Age-Banding for Children’s Books

Here’s a link to an article from British newspaper, The Sunday Telegraph, regarding the proposal made by most of the large publishers to begin banding children’s books with age-appropriate tags, and what author Philip Pullman has to say about it.

This would mean, that without prior author approval or input, books would be labeled +7, +9, +13/teen and so on.
With so many children turning away from reading I think the last thing we should be doing is to be directing them in any way to the books some authority feels they should be reading at a certain age. Let’s keep it wide open. Let kids read the books they’re ready to read when they want to. Let’s not squash that desire, that joy of discovery, that independence that allows a child to explore and choose their own book. Children vary so widely within their age groups anyway that the proposal is ludicrous. And this sort of smacks as censorship or a set-up for censorship in some way.
I grew up with two teacher parents and nothing was forbidden to me. It was not dictated when I could read a book. I made my way from my bookshelves to theirs in a kind of serpentine, organic ramble picking up books with an avid curiosity and the knowledge that a wealth of discovery lay within my reach. If a book’s themes were too mature then I put that book back on the shelf and came back to it when I was ready. I made my own choices.

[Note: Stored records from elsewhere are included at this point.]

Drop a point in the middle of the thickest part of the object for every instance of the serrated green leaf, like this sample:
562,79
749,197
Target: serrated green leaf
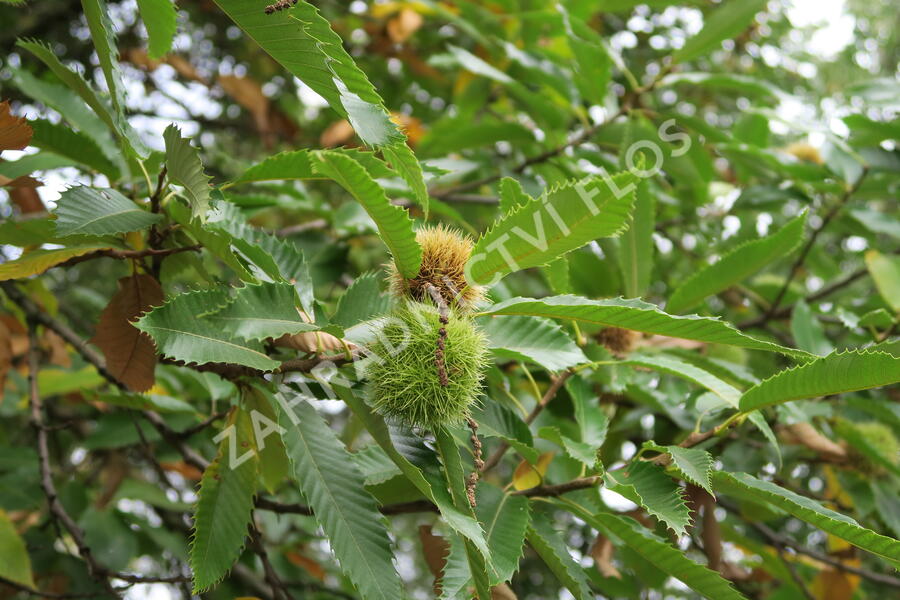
580,451
725,22
84,210
375,465
68,104
104,37
666,558
532,339
638,316
649,485
302,41
455,476
550,546
512,196
744,485
563,219
180,333
184,168
224,504
679,368
736,265
115,121
456,519
836,373
505,519
161,21
38,261
808,333
81,148
362,301
258,312
335,490
405,163
15,564
694,463
393,222
636,243
885,271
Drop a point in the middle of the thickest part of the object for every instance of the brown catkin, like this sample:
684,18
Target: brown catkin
617,340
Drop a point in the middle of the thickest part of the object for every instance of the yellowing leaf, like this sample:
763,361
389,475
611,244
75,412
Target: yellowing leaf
130,354
15,132
528,476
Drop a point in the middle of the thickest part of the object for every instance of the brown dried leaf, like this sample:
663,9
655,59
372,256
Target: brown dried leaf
602,551
59,352
403,25
130,354
435,549
15,133
307,564
337,134
806,435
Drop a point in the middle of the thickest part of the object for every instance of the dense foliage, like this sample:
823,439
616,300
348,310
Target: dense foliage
510,299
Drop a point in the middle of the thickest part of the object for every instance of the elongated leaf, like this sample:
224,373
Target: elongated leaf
115,121
666,558
459,521
83,210
638,316
184,168
552,549
335,490
394,224
512,196
81,148
744,485
456,479
224,504
505,519
649,485
104,37
181,334
404,162
532,339
362,301
161,21
836,373
636,244
564,218
38,261
737,265
725,22
257,312
694,463
885,272
302,41
679,368
15,564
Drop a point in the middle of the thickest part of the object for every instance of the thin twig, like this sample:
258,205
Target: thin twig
97,571
801,258
774,537
549,395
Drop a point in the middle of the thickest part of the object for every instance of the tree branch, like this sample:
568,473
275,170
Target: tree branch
801,258
549,395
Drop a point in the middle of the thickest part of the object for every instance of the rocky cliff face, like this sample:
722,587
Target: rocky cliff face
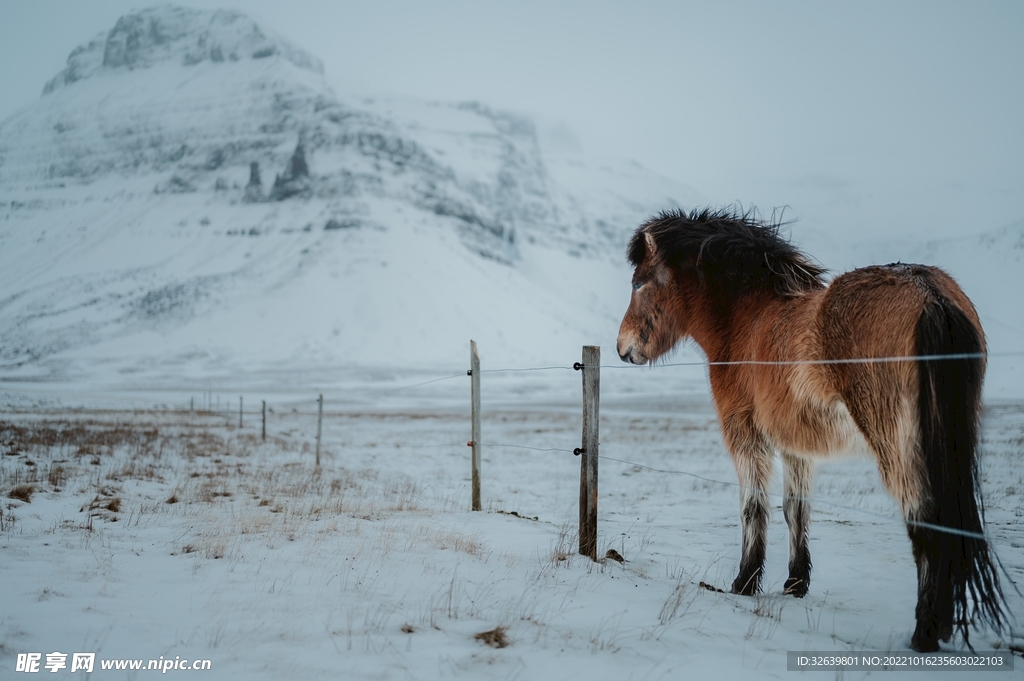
188,163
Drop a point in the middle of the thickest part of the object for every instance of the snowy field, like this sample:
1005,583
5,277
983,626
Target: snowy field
147,530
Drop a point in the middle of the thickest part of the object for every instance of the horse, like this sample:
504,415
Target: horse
889,357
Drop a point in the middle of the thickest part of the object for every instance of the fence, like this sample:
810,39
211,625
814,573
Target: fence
589,451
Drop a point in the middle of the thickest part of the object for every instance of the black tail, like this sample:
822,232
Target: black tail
957,579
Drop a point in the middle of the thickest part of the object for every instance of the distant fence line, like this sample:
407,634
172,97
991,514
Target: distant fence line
589,452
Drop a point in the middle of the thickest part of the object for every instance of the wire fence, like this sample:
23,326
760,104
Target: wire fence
209,408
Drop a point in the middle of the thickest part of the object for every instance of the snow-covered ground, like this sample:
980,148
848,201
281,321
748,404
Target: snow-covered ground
156,533
142,272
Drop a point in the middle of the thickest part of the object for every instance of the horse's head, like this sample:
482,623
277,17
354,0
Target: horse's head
655,320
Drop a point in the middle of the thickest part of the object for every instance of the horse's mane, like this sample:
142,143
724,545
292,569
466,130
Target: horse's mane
735,252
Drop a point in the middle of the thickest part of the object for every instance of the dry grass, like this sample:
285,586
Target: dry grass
496,638
23,493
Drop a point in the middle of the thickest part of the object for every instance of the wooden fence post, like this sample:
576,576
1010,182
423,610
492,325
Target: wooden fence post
474,373
320,422
589,459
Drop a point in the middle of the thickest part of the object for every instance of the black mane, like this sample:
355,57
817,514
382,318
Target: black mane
735,252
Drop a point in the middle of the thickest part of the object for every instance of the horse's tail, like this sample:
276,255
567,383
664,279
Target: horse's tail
958,581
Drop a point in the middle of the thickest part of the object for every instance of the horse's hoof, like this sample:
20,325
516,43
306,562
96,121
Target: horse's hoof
745,586
796,587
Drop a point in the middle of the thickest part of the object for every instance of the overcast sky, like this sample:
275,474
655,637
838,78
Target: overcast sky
876,117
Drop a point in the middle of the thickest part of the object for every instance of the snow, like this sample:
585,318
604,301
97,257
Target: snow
268,567
138,277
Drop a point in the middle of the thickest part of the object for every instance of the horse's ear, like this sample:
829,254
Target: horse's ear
651,246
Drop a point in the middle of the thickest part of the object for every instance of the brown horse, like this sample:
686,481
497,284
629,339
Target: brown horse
779,342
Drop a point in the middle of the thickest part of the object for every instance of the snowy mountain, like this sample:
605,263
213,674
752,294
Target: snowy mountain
188,195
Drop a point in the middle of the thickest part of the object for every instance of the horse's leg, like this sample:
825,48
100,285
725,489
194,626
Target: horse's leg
754,459
798,475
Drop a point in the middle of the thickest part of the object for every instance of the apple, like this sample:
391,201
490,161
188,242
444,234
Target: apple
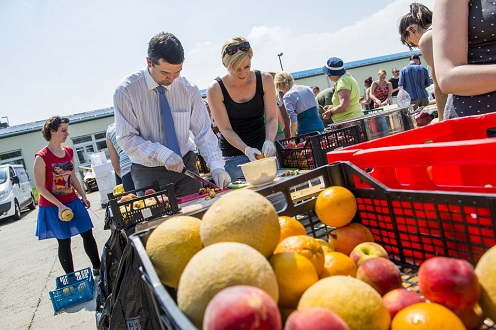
397,299
380,273
450,282
472,318
344,239
315,318
242,307
149,191
367,250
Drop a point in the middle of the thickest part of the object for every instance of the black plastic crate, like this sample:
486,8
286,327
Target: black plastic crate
309,151
127,214
411,225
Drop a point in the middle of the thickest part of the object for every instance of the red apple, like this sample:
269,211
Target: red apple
397,299
242,307
380,273
450,282
344,239
315,318
366,250
149,191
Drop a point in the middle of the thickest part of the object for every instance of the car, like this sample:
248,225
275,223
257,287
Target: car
15,191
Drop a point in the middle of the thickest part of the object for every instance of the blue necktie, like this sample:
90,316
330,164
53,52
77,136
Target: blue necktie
170,131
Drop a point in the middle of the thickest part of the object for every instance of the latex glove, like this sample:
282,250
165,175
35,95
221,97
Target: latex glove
269,149
221,177
251,152
174,163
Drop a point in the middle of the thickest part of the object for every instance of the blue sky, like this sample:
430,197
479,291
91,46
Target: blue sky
60,57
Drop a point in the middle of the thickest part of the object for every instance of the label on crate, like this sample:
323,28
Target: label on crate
146,213
133,323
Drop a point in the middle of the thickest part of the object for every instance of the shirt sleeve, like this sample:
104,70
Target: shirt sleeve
128,133
205,138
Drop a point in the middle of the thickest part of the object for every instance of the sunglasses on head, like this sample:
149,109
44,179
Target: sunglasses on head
233,49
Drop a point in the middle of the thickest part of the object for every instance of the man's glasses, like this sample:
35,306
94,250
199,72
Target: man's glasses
233,49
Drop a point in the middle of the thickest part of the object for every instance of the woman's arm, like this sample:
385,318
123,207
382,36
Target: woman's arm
270,107
114,157
219,113
450,47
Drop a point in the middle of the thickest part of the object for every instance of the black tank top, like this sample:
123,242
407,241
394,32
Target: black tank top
247,119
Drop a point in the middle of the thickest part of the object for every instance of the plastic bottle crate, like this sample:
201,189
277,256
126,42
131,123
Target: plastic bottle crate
412,226
308,151
72,289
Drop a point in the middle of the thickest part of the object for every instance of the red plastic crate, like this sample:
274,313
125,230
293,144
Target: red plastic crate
459,165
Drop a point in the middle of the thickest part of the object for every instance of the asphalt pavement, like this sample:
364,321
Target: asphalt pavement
29,268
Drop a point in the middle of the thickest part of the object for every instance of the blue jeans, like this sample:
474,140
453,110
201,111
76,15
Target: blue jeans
232,168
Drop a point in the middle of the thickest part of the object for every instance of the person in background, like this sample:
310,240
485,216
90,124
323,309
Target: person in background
463,35
316,90
365,100
155,110
301,105
56,181
120,161
325,98
415,31
345,101
394,82
414,78
238,101
381,90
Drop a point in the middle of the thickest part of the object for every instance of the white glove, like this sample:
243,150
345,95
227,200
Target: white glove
174,163
251,152
269,149
221,177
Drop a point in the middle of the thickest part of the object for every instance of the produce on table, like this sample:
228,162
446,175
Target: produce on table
486,272
171,245
315,318
217,267
356,302
242,216
366,250
397,299
289,266
242,307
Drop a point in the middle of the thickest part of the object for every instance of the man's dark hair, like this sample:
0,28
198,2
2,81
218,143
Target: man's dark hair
167,47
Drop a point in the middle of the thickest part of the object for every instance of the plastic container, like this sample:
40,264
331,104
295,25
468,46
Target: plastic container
72,289
261,171
308,151
464,164
412,226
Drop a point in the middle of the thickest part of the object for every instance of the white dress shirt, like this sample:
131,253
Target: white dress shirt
140,129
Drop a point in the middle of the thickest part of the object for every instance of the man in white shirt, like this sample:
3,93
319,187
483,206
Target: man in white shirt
140,127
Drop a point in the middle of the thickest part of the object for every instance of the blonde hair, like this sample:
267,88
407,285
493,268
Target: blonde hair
284,79
232,62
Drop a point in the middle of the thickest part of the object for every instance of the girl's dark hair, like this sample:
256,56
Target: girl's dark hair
368,81
52,124
420,15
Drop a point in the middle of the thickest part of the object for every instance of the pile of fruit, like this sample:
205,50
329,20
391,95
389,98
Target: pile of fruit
244,267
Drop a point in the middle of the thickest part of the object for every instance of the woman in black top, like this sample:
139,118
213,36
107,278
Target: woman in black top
238,101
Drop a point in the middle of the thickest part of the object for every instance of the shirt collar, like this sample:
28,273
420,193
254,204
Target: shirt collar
150,82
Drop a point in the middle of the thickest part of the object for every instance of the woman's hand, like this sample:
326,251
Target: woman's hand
86,202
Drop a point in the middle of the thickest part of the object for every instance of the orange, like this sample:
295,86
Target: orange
426,316
337,263
336,206
290,227
294,274
306,246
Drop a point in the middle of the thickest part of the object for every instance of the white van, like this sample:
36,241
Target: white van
15,191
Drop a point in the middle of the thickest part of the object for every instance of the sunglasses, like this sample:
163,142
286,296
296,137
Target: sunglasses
233,49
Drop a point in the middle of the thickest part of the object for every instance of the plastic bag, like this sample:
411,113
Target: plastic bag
403,98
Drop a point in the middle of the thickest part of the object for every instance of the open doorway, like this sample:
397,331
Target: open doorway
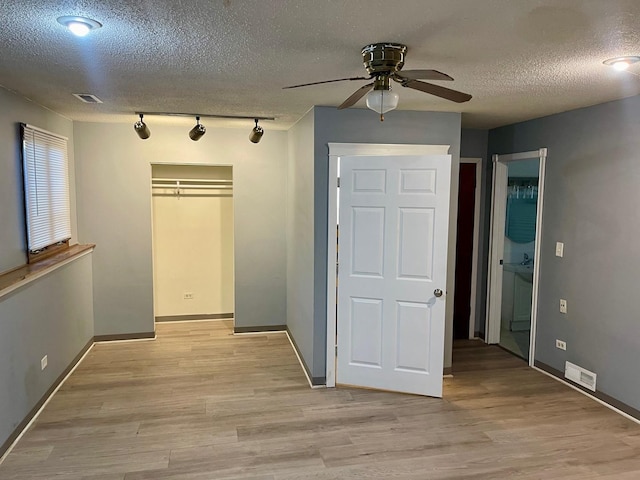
516,220
193,239
467,237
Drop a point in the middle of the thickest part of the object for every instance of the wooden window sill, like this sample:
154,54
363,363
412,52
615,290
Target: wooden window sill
18,277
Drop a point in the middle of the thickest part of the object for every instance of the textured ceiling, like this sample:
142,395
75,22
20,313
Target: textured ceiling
520,59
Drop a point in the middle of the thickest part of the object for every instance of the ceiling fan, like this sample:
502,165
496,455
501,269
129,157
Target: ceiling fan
384,62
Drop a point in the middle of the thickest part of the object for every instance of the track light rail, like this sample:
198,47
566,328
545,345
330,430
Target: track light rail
205,115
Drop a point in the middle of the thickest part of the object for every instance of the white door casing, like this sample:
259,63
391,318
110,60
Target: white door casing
394,218
496,245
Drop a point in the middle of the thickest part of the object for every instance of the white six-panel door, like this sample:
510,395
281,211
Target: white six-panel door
392,255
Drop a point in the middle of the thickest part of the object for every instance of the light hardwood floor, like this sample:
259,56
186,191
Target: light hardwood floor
199,403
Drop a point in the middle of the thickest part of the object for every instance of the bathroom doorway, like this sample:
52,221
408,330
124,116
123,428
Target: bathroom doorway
513,269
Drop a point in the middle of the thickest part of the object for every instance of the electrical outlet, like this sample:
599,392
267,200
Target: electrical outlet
563,305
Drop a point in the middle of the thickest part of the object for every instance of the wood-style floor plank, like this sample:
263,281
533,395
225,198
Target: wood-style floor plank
200,403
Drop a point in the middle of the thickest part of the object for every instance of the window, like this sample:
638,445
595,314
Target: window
46,189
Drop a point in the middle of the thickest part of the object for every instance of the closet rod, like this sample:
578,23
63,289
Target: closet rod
196,187
193,180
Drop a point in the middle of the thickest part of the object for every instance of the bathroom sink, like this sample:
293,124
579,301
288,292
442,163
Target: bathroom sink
518,267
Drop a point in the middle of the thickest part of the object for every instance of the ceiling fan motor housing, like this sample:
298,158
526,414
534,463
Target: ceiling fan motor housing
383,58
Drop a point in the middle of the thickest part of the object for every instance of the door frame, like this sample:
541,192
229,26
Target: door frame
496,245
337,150
476,241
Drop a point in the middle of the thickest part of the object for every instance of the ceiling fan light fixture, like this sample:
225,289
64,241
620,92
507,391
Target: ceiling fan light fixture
79,26
382,101
622,63
256,133
197,132
142,129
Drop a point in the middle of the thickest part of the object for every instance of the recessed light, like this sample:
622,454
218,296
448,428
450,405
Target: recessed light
79,26
622,63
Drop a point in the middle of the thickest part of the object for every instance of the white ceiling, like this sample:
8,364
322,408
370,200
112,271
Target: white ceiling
520,59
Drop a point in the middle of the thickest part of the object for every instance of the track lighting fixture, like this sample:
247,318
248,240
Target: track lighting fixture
142,129
198,131
256,133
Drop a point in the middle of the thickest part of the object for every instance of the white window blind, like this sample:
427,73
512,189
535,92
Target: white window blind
46,187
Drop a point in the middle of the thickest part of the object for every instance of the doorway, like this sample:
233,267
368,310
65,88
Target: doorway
516,220
193,259
467,238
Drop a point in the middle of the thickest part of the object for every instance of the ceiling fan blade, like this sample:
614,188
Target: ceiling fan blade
438,91
327,81
357,95
423,75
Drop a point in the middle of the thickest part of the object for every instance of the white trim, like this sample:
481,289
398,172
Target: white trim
476,240
46,402
336,150
497,248
304,370
42,130
385,149
45,271
128,340
587,394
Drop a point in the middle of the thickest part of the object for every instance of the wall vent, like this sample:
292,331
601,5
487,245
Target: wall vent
87,98
580,376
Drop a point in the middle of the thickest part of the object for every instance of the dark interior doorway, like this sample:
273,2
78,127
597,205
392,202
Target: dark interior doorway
464,250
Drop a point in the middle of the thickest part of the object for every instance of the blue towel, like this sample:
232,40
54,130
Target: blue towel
520,226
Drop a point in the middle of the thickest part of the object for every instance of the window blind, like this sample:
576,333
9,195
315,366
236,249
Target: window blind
46,187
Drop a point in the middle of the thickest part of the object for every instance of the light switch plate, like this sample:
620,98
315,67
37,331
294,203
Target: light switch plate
563,305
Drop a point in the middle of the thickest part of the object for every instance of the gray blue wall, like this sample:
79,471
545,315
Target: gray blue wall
362,126
52,315
300,234
591,204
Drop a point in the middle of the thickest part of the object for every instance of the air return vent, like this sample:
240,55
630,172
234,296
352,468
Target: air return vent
87,98
580,376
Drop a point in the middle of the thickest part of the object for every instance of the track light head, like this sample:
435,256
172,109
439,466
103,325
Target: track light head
142,129
198,131
256,133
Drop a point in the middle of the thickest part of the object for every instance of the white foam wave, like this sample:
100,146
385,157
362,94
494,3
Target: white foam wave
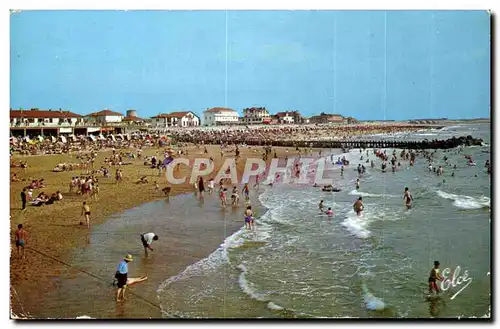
372,303
215,259
246,285
356,192
357,225
274,307
464,201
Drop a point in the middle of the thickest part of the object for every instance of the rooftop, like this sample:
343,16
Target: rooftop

2 thoughts on “Age-Banding for Children’s Books

  1. According to Fiona MacCarthy in her biography William Morris (pp. 5-6), Morris started to read Sir Walter Scott at the age of four and had (he claimed later) read all the Waverley novels by the age of seven. “He went on and on reading Walter Scott for ever…. Books to Morris had a magic.”

    Morris was born in 1834, so there were not very many children’s books around. He could not remember being taught to read; “nor could he envisage a time when he did not.”

  2. Yes, that’s a good point. Reading certain books at different stages in one’s life is a wonderful experience. Philip Pullman’s His Dark Materials is a good example of this. One could read it at ages 10, 13, 18, as an adult.
    Or the books which are now classified as children’s books largely because of the subject matter (eg. they have elves, talking rabbits and wizards in them)- like The Hobbit, Lord of the Rings, Alice in Wonderland- but which were not necessarily intended by the author to be so labeled. Just think how much of the inner meaning you would miss if you only read Alice in Wonderland at age 11 and never again because it was labeled with a big sticker saying +11.